Pitr collector can't handle transactions split over multiple binlogs #2286

@wonko

Description

@wonko

Report

(Operator: 1.18.0, PXC @@Version: 8.0.42-33.1, Logcollector image: percona/percona-xtrabackup:8.0.35-33.1 with init image percona/percona-xtradb-cluster-operator:1.18.0.)

When the set from the last uploaded binlog spans two binlogs on another host, the log collector assumes there's a gap.

More about the problem

Consider the log snippet below, taken from a live cluster (I filtered out the lines about the cache, can re-insert them). First of all, the log has three runs, each of them taking the binlogs from different nodes (first node 2, then 1, then 0 - no idea why, but hey 🤷 ). I've added some newlines to make it clearer.
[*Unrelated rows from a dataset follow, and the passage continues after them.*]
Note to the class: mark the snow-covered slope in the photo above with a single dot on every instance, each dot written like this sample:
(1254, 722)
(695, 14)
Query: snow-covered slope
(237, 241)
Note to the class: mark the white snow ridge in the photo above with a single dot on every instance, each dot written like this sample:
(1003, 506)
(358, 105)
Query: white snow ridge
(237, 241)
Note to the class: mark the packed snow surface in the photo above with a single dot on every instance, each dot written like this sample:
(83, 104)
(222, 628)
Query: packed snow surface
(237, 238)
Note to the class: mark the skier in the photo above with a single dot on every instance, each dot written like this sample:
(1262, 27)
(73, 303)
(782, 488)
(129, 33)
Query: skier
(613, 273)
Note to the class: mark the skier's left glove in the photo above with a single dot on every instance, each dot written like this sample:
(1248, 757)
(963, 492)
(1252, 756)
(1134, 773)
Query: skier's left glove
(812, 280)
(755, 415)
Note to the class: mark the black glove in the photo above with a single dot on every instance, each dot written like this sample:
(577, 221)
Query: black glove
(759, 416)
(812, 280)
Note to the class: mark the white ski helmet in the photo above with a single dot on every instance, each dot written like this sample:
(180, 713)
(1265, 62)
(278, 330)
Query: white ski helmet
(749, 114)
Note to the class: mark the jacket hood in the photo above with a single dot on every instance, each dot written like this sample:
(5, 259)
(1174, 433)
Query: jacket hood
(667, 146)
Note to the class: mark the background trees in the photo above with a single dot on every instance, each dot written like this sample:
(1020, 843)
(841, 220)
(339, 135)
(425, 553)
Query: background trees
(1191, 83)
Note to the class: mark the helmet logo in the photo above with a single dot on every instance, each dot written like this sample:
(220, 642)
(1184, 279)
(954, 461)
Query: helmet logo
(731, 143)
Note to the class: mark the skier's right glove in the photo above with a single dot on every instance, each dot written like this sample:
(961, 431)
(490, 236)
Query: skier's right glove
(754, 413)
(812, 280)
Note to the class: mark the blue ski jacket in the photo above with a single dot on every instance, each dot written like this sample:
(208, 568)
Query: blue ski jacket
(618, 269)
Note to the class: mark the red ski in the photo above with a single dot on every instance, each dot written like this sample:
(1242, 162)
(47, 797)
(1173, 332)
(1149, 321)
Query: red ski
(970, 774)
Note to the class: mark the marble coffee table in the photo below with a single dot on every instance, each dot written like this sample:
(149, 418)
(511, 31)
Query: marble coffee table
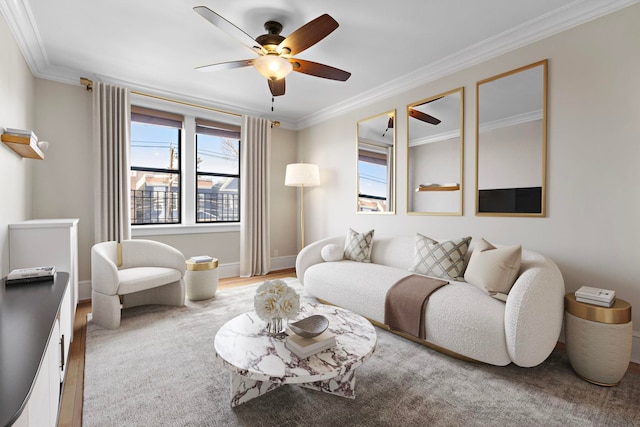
(260, 363)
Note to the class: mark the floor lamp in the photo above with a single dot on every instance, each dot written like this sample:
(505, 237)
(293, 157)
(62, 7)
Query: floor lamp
(302, 175)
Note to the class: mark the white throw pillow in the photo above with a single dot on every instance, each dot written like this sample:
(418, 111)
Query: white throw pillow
(332, 252)
(440, 259)
(493, 270)
(357, 246)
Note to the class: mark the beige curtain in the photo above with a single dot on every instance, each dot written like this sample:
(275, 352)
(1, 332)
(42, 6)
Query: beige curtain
(111, 129)
(254, 202)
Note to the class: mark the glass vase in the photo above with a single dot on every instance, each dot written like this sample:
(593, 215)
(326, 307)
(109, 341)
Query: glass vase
(276, 327)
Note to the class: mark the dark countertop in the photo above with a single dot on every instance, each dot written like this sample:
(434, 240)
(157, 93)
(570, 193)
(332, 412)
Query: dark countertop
(27, 314)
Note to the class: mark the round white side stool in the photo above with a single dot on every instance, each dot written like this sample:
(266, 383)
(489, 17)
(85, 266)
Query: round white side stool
(598, 340)
(201, 279)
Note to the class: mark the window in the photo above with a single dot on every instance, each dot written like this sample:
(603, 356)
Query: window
(217, 172)
(373, 171)
(156, 175)
(185, 170)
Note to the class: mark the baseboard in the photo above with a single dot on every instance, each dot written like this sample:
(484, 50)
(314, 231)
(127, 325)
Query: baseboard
(224, 271)
(84, 290)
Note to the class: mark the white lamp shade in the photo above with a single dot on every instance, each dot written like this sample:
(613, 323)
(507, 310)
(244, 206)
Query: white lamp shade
(302, 175)
(272, 67)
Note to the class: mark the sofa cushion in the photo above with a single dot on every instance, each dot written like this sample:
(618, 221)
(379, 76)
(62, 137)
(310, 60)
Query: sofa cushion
(332, 252)
(493, 270)
(357, 246)
(440, 259)
(141, 278)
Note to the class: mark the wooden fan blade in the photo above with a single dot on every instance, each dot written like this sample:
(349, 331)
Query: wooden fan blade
(319, 70)
(308, 35)
(225, 65)
(423, 116)
(277, 87)
(229, 28)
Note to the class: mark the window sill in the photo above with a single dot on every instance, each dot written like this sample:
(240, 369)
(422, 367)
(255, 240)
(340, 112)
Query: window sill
(177, 229)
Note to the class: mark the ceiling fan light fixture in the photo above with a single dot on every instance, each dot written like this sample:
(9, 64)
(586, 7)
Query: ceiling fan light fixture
(272, 66)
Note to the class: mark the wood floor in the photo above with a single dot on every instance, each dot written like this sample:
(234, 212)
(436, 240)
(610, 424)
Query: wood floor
(71, 404)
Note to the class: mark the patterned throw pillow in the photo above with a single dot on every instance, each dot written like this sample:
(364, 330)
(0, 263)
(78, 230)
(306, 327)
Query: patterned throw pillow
(357, 246)
(444, 260)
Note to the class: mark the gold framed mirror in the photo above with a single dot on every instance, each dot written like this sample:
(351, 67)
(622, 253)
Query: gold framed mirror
(511, 142)
(435, 145)
(376, 163)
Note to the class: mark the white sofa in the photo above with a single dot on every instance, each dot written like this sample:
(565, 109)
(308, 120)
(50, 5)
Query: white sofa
(460, 318)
First run goes well, and the second run as well. The second detects correctly that the previous uploaded last set is matching one of the binlogs on this node. So far, so good, and we uploaded the following set as last set: 146109a7-04bf-11f0-a88e-d3a485b81481:6093289-6093543.

It's the third run that goes wrong. Looking carefully, you'll see that the start-entry (6093289) is in binlog.083868 (having ids 6093268-6093330) and the end-marker is in binlog.083869 (having 6093331-6093585). So, the data is actually there, but it is split across two binlogs on this machine.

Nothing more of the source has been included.